I closed that Lloyds account exactly 10 years later, having never troubled it with a deposit. Then, when I needed to borrow £160,000 for my first home after another decade, a newish financial institution called Northern Rock, with whom I had never banked, helped out. When I say “helped out”, I mean the lender virtually begged me to borrow £176,000 (“you’ll need furniture, sir”) in something called a “sub-prime mortgage”, before promptly going belly up. Result! Don’t ask me how the excess £16,000 was spent. Suffice to say, I was still watching the TV in a canvas fishing chair five years later.

Loyalty in consumer financial services doesn’t exist. I didn’t need to give it to get my first mortgage. You won’t either. Product providers don’t particularly ask for it and they certainly don’t reward you for it. The industry used to lie about the value of loyalty – but they can’t even be bothered to do that anymore.

So don’t assume that you’ll get treated better the longer you are a customer. In fact, you’ll almost always get treated worse than new customers, who’ll get all the best offers as enticements to sign monthly standing orders.

I was reminded of the Great Lie of Loyalty this weekend, at the end of a visit with the in-laws in Yorkshire. Full of Terence and Joy’s tasty Northern breakfasts and in good cheer, my wife and I prepared to set off on the five hour drive home to Brighton, when I remembered the insurance had run out on the car – literally a few hours earlier.
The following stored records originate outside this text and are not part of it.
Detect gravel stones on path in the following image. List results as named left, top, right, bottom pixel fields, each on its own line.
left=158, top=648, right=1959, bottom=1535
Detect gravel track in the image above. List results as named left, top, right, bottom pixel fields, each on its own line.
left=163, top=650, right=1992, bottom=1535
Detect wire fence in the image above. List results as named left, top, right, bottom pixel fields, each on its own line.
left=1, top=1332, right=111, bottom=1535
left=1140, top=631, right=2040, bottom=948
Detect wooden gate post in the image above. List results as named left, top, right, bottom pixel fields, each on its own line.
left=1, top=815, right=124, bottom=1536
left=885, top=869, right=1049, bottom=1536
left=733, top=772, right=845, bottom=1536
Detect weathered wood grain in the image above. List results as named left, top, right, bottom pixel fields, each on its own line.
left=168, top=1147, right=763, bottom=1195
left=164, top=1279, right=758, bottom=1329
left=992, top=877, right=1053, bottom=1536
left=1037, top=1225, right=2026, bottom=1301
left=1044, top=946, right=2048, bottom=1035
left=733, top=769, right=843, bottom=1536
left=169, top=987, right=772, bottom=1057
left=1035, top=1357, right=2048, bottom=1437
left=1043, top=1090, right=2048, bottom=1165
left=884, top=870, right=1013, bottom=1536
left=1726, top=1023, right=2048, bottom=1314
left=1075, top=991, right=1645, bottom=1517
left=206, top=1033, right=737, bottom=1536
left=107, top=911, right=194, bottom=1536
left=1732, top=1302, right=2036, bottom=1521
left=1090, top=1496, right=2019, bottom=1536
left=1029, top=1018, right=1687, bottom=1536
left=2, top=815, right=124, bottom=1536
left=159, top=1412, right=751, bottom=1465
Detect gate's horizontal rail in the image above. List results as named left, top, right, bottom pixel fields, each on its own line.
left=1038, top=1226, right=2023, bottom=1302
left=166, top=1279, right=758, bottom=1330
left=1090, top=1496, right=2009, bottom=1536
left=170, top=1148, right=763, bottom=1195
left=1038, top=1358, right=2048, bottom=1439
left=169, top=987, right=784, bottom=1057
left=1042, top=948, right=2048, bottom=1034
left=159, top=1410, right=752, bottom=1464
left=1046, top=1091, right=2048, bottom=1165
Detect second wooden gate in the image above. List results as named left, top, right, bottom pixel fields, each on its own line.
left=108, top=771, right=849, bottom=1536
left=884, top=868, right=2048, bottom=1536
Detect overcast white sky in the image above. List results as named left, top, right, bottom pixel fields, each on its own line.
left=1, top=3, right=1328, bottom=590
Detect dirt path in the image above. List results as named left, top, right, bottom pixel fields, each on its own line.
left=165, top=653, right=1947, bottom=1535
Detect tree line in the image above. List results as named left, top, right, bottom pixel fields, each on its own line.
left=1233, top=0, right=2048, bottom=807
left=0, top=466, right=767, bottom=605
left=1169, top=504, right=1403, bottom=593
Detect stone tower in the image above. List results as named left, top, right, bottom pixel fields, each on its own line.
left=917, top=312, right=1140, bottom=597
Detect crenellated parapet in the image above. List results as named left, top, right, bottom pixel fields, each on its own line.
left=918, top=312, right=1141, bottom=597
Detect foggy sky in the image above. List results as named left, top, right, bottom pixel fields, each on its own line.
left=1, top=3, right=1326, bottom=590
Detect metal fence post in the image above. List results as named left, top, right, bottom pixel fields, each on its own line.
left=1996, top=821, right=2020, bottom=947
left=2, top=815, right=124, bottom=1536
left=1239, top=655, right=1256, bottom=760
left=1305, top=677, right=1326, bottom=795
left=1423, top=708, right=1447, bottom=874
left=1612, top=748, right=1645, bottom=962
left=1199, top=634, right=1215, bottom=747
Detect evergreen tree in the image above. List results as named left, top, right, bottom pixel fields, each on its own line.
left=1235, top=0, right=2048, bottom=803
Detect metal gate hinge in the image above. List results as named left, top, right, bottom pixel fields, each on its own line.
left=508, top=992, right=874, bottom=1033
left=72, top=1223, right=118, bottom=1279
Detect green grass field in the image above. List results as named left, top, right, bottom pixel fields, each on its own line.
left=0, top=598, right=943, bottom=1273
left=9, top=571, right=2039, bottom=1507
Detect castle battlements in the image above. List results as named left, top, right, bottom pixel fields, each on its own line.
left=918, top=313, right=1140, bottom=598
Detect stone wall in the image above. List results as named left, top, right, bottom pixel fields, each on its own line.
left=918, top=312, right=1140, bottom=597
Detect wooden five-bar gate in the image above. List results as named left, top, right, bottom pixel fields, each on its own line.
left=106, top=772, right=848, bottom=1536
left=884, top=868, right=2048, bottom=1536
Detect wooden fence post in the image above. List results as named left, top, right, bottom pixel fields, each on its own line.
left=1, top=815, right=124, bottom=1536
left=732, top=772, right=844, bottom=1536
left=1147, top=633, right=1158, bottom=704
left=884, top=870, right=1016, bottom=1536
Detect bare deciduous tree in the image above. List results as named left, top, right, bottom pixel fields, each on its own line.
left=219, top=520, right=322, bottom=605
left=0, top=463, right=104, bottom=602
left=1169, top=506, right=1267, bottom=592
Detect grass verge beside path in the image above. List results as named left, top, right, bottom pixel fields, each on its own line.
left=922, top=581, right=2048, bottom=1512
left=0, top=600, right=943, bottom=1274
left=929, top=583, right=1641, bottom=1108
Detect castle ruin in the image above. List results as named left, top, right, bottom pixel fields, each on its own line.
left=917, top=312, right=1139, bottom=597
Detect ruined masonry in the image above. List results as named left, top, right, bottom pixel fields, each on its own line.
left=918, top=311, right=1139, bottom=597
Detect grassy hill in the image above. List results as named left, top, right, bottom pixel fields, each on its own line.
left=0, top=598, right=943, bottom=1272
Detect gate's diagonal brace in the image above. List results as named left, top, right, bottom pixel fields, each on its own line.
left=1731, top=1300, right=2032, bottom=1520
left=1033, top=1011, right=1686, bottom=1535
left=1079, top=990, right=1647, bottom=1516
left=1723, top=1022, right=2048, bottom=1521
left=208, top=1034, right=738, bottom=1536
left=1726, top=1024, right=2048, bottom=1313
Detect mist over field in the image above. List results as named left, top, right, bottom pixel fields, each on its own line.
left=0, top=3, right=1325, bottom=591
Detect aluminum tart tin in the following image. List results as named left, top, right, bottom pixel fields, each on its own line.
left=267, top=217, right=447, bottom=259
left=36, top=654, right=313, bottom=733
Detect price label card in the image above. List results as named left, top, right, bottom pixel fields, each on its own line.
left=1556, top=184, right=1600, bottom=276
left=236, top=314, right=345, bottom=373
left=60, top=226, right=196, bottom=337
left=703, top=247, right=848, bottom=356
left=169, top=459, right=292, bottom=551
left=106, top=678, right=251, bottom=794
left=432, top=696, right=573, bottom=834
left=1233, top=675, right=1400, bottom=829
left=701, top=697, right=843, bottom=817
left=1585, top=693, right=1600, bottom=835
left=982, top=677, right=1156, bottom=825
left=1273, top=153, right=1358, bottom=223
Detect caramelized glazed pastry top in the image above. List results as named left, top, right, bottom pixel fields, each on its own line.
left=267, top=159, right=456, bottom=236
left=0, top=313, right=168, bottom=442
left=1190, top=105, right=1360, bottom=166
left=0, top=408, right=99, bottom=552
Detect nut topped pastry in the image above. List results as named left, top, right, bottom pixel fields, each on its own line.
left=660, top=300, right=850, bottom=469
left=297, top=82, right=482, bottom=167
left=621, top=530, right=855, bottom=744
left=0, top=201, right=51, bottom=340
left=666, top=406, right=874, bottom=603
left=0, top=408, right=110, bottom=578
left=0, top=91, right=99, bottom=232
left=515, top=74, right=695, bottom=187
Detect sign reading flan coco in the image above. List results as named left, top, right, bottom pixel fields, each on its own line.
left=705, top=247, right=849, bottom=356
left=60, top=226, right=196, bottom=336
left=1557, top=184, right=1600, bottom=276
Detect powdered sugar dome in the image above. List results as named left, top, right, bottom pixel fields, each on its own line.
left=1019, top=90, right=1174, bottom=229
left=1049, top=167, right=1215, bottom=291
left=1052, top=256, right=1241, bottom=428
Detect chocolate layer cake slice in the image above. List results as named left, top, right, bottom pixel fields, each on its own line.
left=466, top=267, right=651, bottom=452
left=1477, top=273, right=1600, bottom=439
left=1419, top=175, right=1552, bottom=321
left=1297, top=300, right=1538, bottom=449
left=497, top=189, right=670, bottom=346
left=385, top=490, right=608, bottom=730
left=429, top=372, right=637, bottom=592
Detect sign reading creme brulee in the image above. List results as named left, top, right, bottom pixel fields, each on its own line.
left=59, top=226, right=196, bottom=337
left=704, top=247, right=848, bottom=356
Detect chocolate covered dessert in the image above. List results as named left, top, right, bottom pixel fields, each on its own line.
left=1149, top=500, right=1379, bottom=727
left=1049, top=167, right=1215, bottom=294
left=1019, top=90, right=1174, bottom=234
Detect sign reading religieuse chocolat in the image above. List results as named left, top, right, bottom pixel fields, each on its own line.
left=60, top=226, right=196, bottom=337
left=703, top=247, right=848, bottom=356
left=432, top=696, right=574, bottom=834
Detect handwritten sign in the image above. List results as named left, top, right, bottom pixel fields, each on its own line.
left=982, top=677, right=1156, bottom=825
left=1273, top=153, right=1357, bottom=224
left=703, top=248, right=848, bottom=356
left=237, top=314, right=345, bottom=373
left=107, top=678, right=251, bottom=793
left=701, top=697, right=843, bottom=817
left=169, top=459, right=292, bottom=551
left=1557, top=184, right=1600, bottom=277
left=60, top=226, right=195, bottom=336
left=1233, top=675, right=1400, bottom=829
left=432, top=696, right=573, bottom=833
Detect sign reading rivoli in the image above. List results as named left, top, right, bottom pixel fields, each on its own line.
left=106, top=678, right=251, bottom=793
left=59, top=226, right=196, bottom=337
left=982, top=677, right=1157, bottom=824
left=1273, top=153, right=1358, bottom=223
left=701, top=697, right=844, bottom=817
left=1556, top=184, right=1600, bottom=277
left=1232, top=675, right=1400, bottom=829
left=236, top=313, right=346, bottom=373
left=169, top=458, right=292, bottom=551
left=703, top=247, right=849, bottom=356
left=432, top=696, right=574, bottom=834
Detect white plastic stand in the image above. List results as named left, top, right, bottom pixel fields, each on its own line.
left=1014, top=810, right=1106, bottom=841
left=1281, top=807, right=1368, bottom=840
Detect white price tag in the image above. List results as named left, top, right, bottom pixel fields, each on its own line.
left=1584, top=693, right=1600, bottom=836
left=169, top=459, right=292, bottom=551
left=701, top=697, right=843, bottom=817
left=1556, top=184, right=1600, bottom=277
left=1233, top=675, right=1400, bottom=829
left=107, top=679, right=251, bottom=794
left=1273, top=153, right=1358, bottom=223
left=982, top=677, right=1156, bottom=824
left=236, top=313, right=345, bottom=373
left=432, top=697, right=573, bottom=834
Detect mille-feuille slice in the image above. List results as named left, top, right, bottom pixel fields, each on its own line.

There’s more chance of me reversing my car blindfolded the whole way to Yorkshire than claiming on my motor insurance.

We’d bought a Mini Cooper on the Never-Never a couple of weeks before and had been given a fortnight’s free cover to give us a few days to make new arrangements with our normal insurer, Tesco. The temporary insurer, Allianz, had also snuck a quote for annual insurance into the paperwork – only £241 – and had promised to pay any cancellation fee Tesco might levy if we jilted them for Allianz.

Let me be clear: there’s more chance of me reversing my car blindfolded the whole way to Yorkshire at some point in the next few years than there is of me making a claim on my motor insurance.

So it seemed obvious to me that Tesco would undercut Allianz, especially as I’d barely even phoned Tesco Insurance – barely even thought about that company – let alone claimed for anything in my nine years as a customer. But the quote was £780! More than triple the Allianz quote. It doesn’t need saying but I hung up the phone indignantly, secretly pleased I’d have something to be outraged about for the next five hours.

I know you weren’t talking about car insurance, Dad, but I invite you to be appalled at the death of the ancient norms of commerce: loyalty and reward.

If you haven’t guessed already, the moral of this story is that you should never – EVER – presume you’ll get the best renewal quote from the company that is already providing you a financial service. There’s bound to be something cheaper out there. The mind boggles when I consider how much I have squandered by not having been told about this system years ago – so this unhappy knowledge is my gift to you.

And I have a message for Tesco too. You know those small pens you have in your stores – the ones people use for the National Lottery? You should probably start chaining them to the counter, like the banks do – because I intend to steal them one by one, store-by-store, until I have extracted a value in biros that is equivalent to the hundreds, possibly thousands, of pounds I have overpaid in car insurance over the years.

 

 

 

Michael Taggart

Mouthy Blogger

Ex journo turned media agency founder and now managing director of MDTea. As likely to be found ranting about trains or his misspent youth as doing anything useful.

2 Comments
  1. This blog rings so true and the situation that shocked me the most recently, was when I wanted to remortgage my flat. Astonishing how lenders are more keen to increase their mortgage rates rather than drop them to keep you with them. Oh and with all the forms you have to fill in I might be extracting a few pens from Tesco stores myself.

    1. Thanks Helen. If I find a store where the pens are sitting ducks, I’ll let you know!